Greenwald is intellectually dishonest and in fact committing malpractice as a journalist if not a lawyer when he makes this hugely contrived argument. More people have to say what I've been saying to him: OK, Glenn, bring it. I'll give you my passwords, but here's the thing. You have to do exactly what the government does, then. As you've reported that it does! You have to NOT PUBLISH IT. After all, we don't know the CONTENT of Merkel's phone, do we? And you may store it and mine it -- but only with key words or numbers drawn from terrorists and other criminal suspects.
What the government does NOT do -- you haven't proven that it has -- is mine our stuff, pick out things to harass and humiliate us,and then publish them.
That's what Jeremy Hammond does, and that's why he has 10 years in prison.
I really worry that we are dealing with mass hysteria here, where even very smart people who have done decent work like Suzanne Nossel are captured by this contrived bullshit. It's terribly wrong.

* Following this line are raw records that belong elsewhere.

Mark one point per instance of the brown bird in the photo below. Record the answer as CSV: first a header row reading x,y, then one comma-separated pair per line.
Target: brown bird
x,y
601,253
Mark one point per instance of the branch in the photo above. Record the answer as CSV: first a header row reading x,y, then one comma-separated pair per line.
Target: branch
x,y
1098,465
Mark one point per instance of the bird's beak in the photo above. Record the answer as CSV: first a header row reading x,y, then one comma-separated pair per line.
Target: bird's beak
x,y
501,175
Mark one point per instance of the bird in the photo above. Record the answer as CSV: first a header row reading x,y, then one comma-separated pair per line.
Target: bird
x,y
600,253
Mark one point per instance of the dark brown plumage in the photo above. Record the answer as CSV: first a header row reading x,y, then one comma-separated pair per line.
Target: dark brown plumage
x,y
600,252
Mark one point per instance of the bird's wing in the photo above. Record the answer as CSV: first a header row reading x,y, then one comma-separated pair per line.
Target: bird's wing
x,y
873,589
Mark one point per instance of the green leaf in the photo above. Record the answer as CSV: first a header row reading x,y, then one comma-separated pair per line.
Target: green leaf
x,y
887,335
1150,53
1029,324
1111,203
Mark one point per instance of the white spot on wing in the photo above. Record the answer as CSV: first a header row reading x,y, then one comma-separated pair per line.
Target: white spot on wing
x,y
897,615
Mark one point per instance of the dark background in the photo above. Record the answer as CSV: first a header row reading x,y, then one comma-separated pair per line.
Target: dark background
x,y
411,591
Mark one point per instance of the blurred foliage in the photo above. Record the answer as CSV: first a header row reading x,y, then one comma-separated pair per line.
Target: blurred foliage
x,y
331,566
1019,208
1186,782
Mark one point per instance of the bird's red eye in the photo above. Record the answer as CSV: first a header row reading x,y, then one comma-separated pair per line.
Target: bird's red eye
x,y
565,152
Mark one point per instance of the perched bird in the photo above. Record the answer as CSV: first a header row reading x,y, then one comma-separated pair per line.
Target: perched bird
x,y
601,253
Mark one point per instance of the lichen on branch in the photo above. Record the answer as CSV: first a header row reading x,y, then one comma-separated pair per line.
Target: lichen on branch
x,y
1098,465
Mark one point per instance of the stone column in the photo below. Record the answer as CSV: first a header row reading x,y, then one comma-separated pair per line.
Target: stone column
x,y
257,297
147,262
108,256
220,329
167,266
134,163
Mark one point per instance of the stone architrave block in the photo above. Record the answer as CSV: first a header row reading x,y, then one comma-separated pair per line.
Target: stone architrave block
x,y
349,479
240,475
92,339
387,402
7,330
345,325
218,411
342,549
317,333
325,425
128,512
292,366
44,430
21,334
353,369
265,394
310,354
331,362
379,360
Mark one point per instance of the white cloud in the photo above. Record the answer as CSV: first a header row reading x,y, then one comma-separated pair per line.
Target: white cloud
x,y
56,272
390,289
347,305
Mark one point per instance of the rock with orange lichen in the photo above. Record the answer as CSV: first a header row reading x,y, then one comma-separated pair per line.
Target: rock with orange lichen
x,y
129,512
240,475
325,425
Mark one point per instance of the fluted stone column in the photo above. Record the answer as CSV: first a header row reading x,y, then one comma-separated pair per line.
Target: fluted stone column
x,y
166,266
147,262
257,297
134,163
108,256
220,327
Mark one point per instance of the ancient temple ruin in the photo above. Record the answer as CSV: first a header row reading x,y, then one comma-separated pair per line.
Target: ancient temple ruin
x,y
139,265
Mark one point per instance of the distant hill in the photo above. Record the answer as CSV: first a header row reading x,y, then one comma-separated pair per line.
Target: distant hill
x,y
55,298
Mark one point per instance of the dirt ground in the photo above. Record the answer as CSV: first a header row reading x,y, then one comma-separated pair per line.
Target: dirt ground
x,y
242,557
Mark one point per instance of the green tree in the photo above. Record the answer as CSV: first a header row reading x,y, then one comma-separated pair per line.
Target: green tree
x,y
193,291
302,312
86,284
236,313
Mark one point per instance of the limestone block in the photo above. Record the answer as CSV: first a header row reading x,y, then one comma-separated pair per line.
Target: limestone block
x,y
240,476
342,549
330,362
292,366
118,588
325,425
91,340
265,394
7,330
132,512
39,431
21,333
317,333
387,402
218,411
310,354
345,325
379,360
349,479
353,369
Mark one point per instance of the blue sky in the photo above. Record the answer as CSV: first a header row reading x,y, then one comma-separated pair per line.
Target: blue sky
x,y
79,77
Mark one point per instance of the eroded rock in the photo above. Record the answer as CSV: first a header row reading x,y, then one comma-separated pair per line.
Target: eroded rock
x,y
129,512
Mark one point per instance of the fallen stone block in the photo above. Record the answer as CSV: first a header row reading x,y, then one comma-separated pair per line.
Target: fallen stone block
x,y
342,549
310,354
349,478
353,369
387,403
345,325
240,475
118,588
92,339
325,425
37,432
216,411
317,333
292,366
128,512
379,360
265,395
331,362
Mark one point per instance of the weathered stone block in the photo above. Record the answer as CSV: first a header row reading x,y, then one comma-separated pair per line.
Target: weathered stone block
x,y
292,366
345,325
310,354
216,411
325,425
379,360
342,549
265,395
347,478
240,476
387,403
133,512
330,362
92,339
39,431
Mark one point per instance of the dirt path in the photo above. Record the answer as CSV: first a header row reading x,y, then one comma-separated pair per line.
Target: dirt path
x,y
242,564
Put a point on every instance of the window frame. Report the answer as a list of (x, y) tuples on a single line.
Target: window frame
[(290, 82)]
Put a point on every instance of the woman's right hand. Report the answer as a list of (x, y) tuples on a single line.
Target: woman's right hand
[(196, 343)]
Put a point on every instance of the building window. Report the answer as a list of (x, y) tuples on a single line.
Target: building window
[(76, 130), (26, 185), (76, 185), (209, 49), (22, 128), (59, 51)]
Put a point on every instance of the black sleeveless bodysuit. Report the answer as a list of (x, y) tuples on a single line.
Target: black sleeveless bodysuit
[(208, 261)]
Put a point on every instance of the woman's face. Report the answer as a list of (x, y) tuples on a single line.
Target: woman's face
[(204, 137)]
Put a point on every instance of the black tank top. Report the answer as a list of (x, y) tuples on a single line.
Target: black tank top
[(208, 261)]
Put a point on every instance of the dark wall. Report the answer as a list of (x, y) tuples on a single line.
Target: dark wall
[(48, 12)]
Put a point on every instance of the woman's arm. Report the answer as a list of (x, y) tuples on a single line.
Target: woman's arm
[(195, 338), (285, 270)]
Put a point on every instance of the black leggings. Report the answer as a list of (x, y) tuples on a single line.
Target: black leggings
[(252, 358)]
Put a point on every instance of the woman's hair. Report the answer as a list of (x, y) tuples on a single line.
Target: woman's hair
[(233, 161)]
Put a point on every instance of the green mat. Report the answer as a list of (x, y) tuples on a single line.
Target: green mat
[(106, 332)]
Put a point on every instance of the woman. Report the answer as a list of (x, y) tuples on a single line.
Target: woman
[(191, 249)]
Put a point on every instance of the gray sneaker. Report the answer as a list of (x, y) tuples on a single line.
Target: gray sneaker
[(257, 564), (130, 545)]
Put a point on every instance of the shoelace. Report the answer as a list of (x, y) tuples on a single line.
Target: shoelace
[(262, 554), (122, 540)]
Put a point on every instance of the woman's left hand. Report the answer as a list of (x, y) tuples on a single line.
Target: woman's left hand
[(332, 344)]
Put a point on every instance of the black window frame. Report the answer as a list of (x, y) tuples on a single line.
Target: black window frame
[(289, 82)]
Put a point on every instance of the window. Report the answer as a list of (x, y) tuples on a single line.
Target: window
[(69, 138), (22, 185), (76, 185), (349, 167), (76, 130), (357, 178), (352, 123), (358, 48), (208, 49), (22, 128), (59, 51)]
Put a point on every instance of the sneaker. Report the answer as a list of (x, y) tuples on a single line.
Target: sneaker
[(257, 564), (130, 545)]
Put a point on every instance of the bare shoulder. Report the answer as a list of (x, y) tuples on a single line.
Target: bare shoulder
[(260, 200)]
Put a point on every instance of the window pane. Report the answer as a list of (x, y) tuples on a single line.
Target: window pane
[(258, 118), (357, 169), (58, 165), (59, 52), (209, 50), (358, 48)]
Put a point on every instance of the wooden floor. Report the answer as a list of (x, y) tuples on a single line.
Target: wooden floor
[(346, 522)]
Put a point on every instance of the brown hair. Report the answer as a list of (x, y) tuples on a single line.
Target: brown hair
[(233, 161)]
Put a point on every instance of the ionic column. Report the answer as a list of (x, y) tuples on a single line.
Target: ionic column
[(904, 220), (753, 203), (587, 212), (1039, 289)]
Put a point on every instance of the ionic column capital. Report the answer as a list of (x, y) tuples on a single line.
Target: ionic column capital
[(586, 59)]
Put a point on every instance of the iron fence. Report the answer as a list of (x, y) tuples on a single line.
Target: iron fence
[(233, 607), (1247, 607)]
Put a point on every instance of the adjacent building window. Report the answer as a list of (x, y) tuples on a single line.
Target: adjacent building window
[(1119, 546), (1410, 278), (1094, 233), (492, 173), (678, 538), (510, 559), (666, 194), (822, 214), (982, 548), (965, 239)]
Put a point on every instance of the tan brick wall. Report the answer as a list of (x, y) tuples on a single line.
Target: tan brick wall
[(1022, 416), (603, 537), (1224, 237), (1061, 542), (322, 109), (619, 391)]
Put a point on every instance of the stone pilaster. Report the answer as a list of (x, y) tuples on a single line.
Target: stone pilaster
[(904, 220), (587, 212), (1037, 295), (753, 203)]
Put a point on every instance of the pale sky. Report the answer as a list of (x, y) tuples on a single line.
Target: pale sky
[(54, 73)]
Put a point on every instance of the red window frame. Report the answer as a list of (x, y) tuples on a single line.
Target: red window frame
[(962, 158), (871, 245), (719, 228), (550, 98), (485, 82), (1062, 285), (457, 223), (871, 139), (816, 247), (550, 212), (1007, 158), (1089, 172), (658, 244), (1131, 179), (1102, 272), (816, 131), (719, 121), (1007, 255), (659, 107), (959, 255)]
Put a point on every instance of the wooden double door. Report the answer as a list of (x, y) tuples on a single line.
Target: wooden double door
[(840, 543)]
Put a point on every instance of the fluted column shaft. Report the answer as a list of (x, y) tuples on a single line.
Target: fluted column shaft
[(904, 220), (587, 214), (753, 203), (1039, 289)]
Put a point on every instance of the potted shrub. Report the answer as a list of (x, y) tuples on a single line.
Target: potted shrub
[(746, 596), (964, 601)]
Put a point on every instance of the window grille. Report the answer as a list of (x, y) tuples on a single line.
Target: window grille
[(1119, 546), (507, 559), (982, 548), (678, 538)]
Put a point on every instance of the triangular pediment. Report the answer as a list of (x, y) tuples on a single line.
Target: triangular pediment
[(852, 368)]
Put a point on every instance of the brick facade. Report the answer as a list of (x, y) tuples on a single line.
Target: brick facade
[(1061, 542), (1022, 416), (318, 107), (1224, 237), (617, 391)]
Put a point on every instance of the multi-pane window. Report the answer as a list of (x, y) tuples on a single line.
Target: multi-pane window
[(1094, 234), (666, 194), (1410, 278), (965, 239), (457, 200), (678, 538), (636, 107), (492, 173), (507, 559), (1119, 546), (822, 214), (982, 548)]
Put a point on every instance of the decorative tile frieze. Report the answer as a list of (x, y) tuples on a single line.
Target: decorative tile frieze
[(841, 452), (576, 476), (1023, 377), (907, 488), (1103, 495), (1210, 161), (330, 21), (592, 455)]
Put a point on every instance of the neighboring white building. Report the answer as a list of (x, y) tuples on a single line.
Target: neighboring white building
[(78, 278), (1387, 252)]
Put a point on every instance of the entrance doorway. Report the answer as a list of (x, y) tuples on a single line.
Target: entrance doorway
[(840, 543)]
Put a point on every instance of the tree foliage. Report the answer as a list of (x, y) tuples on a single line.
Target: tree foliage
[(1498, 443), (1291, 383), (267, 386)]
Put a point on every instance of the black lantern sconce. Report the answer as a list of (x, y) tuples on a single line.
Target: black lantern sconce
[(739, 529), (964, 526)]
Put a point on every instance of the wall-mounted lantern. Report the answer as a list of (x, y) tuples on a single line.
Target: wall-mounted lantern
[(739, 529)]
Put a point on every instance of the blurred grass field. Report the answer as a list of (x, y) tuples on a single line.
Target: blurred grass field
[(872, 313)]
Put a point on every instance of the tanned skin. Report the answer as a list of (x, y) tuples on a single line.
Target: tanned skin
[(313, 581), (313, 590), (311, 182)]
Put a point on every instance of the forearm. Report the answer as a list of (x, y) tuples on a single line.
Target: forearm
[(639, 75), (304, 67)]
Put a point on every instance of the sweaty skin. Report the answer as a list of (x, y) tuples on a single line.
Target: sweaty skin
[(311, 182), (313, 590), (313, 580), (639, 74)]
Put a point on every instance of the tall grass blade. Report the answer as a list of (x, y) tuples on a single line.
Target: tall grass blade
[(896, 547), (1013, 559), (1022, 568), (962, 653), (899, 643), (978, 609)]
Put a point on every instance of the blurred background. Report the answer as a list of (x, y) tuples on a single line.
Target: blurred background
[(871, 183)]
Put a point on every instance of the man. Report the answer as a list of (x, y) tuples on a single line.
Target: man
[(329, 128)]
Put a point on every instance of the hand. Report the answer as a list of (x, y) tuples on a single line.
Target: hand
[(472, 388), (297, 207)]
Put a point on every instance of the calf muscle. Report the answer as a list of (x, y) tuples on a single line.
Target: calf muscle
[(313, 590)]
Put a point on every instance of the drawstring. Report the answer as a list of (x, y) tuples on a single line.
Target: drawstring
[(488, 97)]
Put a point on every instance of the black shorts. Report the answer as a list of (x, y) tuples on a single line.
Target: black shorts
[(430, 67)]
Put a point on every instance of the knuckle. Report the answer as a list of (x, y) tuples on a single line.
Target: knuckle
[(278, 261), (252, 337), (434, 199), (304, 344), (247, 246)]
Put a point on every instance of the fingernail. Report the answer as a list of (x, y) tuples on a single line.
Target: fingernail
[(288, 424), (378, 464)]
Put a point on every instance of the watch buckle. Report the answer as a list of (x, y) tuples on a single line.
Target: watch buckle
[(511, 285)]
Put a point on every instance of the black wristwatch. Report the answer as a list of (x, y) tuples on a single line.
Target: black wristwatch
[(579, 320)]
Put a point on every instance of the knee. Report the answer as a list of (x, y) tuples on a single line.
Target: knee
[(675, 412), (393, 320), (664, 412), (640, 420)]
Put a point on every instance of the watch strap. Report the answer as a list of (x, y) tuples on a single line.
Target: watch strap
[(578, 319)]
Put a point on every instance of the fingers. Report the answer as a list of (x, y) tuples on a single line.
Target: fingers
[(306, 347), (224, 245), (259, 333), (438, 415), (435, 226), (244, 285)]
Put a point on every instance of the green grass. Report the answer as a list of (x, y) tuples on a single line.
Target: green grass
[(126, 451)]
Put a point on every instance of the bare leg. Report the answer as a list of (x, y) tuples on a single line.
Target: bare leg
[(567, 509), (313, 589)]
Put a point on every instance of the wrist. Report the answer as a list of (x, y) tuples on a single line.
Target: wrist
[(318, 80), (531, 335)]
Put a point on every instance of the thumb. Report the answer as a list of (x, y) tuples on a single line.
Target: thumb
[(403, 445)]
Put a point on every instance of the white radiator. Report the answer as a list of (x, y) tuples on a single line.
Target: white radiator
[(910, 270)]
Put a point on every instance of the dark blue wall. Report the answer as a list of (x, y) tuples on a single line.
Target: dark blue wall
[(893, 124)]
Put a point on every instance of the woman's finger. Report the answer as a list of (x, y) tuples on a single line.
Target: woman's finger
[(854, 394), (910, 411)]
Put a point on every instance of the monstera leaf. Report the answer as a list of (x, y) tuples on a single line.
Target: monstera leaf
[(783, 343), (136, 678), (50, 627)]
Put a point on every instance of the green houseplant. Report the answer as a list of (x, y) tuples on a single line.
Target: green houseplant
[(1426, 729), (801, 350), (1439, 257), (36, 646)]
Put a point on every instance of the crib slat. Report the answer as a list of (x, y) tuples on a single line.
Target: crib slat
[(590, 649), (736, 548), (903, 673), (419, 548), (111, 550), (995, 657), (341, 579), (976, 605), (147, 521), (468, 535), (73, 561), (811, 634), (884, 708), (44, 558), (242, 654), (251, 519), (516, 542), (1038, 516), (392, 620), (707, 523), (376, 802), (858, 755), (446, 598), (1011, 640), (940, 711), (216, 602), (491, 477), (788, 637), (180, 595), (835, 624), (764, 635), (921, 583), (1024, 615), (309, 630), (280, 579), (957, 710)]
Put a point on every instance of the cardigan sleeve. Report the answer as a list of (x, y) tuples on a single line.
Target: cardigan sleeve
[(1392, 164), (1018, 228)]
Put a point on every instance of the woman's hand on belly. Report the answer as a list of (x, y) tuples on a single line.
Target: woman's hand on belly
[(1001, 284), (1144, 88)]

The Crypto Gramps at Fordham. (C) Photo by Catherine A. Fitzpatrick
Ariel Dorfman, an old lefty from the past who survived Pinochet, gave a moving and stark depiction of life in Chile when people had REAL concerns about government surveillance insead of the yuppie ones that Americans have now. He showed scenes of prisons with wires used to spy on people and described all the chilling effect it had on the soul and the literal relationships of life. To his credit, although he is an old socialist antagonist of capitalist US government for ages, Dorfman didn't make fatuous comparisons between a real society of oppression like Pinochet's Chile, at least for communists and socialists, and the United States today. He's too decent for that.
Arial Dorfman speaks of secret police wires installed in prisons to spy on people. (C) Photo by Catherine A. Fitzpatrick
Less so everybody around him on the panel, and in the audience. That's the problem. His job was to provide the "Global South" contingent to this lily-white panel of North Americans, and he did the job admirably.
You can watch the video linked above, but meanwhile, let me note how awful Schneier is. I'm a long-time critic, and he, like so many of these cryptos, was indeed worse in real life than on the Internet.